The Blades will wrap up their season with a home and home series with the Medicine Hat Tigers. If you are asking why with the Tigers the answer can be found in history! The first game at the Medicine Hat Arena featured the Tigers hosting the Saskatoon Blades October 15, 1970. Therefore the rinks final regular season game will once again feature the same two clubs.

The Medicine Hat Arena was one of my favorite stops in the Eastern Conference! Not only is the organization and fans great it is also home to the legendary Bob Ridley. Rids is an icon to young broadcasters in the Dub and an opportunity to see, hear, speak and learn from Bob was always a blast. I’m sure that more visiting broadcasters have put a microphone in is face to fill a pre-game or intermission slot than have gone to interview Tiger players! My best story from the old barn was heading down to ice level in search of a Willie Desjardins pre-game interview. The, now Head Coach of the Vancouver Canucks, was in his office complete with sub-six foot ceilings under the stands just past the team’s laundry facility. Willie emerged and I asked if he would like to go somewhere with more room to do the interview. He quipped, “it’s a little cold outside.” What a beauty!

More from the WHL and you have to feel for the Regina Pats! A late season injury to star Sam Steele will have him out of action for up to eight weeks. Essentially the first two rounds of play-offs. While the Pats re-tooled their roster for the future in January the team still had a legitimate shot to make some noise in the post season. However, that opportunity has taken a serious hit with the loss of Steele. Unfortunately, this sounds like broken record for the Pats as heading into the play-offs last year the Pats lost Saskatoon-born goaltender, Daniel Wappel to an eerily similar injury.

To football and the Canadian Football League’s ability to keep the name of new commissioner Jeffery Orridge under wraps until just before the announcement was made was impressive. I think that Orridge will do well in the role and may bring a new approach to the game and the league. I will be curious to see how nice he will play with rights holder TSN as we was on the opposite side of that fence with his position at CBC.

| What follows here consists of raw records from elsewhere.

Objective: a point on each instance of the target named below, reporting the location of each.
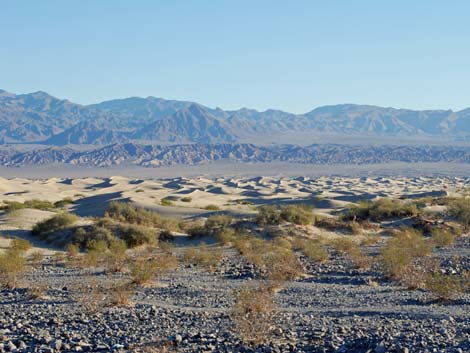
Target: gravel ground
(332, 309)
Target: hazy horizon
(268, 54)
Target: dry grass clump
(397, 256)
(126, 213)
(297, 214)
(381, 209)
(460, 209)
(252, 314)
(37, 257)
(12, 267)
(10, 206)
(54, 224)
(314, 250)
(144, 270)
(208, 258)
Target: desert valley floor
(329, 293)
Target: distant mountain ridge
(193, 154)
(41, 118)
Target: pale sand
(237, 196)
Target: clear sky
(291, 55)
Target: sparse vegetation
(381, 209)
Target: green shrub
(397, 256)
(297, 214)
(135, 235)
(54, 224)
(12, 266)
(126, 213)
(268, 215)
(381, 209)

From new to old (in no way is that a shot) the Saskatchewan Roughriders formally said goodbye to outgoing President and CEO Jim Hopson yesterday. To say that he left the franchise in a better spot than when he started is the under-statement of the franchise’s history. The legacy, I believe, that Hopson leaves behind is the principle that Saskatchewan no longer needs to settle for being good. We now strive to be the best, always!
I found it intriguing to hear in his exit news conference that the hardest thing that he had to do during his tenure was relieve General Manager Roy Shivers of his duties mid-season. In retrospect the move worked well as the club went on to win the Grey Cup the following year with his successors. Even more interesting to me is the Plaza of Honour Poll on the right. As of this moment Richie Hall is running away with the vote but interesting to me is that Danny Barret is ahead of both Roy Shivers and Ken Miller in the voting.

Now that I reminisced about others my favorite Jim Hopson moment is a no brainer! Mr. Hopson always had time for the fans and his generosity and humility always shone through. On game days he would take a moments to address concerns, greet all fans and most impressive of all is that he would look them all in the eye while doing it! Now there is a story I could tell following the 101st Grey Cup. Instead, my favorite moment was when Mr. Hopson took time away from sponsors, colleagues and fellow alumni to share some of his memories of his former friend and my coach Len Williams. The conversation lasted only about three or four minutes but the sincerity and ability to convey stories was amazing! Not a lot of people know what Mr. Hopson did for Lenny’s family or hundreds of others around the province and the country but that modesty is one of the things that makes him great! Enjoy some you time sir!